When we think of the film industry in India we think of Bollywood and its megastars. We think of blockbusters and box office hits that sometimes occupy the theatres for years for their stellar quality. But Bollywood is just a star-studded island in an ocean of the 2000 films made every year in this country. It's just a part of a larger cinematic ecosystem that is often overlooked.
Like C-grade films; the runt of the litter that is looked down upon by everyone. Even the most seasoned cinephiles that can find the art in sex, blood and gore in 5-hour long East-European films somehow lose their respect when it comes to the Indian C-grade film Industry. Although these films aren't usually taken seriously and are viewed as low budget, poor publicity, lecherous, dark, and cheap entertainment, over the years many filmmakers from In and outside India have been drawn into the sleazy world of C-grade Indian cinema.
Ashim Ahluwalia, the director of the new series, Class on Netflix himself has spent 10 years researching this industry. His debut fiction feature was a film called Miss Lovely starring Nawazuddin Siddiqui about the porn-horror fringe-filmmaking in a 1980's Mumbai. Miss Lovely had its premiere at the 2012 Cannes Film Festival and even won two National Awards.

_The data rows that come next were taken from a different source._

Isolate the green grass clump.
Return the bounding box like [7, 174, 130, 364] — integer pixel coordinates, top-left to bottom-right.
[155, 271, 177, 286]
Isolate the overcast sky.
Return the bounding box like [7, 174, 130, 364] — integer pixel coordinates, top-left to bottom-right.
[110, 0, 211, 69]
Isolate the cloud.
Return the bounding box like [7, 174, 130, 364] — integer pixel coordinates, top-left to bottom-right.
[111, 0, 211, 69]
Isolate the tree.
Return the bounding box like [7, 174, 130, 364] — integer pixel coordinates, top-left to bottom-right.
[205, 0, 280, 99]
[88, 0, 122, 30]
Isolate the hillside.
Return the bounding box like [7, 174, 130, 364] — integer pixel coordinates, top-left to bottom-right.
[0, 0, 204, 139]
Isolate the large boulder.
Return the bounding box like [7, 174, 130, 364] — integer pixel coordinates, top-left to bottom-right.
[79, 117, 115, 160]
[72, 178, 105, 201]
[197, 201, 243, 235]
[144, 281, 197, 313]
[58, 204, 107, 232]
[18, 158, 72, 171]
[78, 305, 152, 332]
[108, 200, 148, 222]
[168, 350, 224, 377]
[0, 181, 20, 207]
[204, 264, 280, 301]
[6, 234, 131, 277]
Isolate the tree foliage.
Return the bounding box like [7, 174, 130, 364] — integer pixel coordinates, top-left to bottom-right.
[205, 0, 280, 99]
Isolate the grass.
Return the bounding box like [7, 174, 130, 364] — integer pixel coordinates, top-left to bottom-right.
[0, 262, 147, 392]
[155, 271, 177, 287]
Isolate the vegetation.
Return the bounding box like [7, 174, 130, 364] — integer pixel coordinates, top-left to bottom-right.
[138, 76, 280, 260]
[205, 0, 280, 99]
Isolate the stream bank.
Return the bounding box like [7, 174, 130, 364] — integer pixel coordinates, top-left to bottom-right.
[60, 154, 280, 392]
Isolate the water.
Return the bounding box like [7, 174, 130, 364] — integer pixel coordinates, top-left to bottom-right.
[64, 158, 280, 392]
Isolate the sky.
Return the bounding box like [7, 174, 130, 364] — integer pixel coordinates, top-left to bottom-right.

The plot of the film explores the intense and mutually destructive relationship between younger sibling Sonu Duggal, and his elder brother, Vicky who produce sleazy sex-horror films in the mid-1980s. Sonu finds himself drawn to a mysterious young woman named Pinky and sets on a journey to to break away from his controlling brother and direct a feature of his own which eventually leads to his downfall.
The director created this film as his tribute to the horror genre inspired by the Ramsays which he confesses "...is unfortunately dying." He says, "C-Grade films are more honest and are characterised by violent, gory, and mostly sexual content and a minimum of artistic interest. They are not even trying to mimic A-Grade films and often have something unintentionally interesting going on."
The Ramsays or Ramsay brothers, originally seven brothers, emerged in the 70s and 80s as India’s leading exponents of horror. They were mainstream and had built a reputation as good filmmakers in the genre they were operating in. A lot of filmmakers in the 80s and 90s took the horror formula from their films and mixed it with erotica to create the signature style of Indian C-grade movies.
Ashim talks about the C grade film industry, "Because of their limited resources, they take only fours days to make a film, which is the time Bollywood spends on making an item song." And the players in the industry have a rebellious streak in them. "They laugh at Bollywood. They are comfortable in their space and would rather be at the top of their game here than be strugglers in Bollywood."
However as the digital age arrived, the industry ceased to exist, "I started my research at a time when everything was falling apart. A bulk of the industry survived because of the sex reels, as at that time people did not have easy access to pornography. Those who wanted to see naked bodies, sex and violence had to go for such movies. But now porn is available online,” says Ashim.
Creative Writer, Aseem Chandaver, a devoted fan of India's C-grade industry breaks down why it couldn't quite rise to fame, “Part of the problem is that we don’t have cerebral filmmakers who make lowbrow films on purpose. That’s why scholars don’t show any interest in Indian C-makers. On the other hand, someone like Corman (Roger Corman, AKA 'The King of Cult') is informed on the overall history of cinema and is allied with mainstream Hollywood. In the West, Tarantino has a cinematic sensibility held in respect, and this is a filmmaker who reputedly spoke of rummaging through the history of B-movie bins to find ‘jewels’. What our C-movies lack is that sophisticated sensibility.”
Indian C-movies bear all the hallmarks of indie cinema, but seem destined to remain in the shadows with the biggest debate surrounding them being the grades we give them. A new series on Prime Video called Cinema Marte Dum Tak discusses how the B or C grades were only supposed to highlight the budget of these films and not their value. If we could, perhaps, lend the industry the same courtesy that Tarantino and other directors do to pulp fiction films, maybe, with the help of willing filmmakers, C-grade films could rise up to cult status in their portrayal of the basest human nature.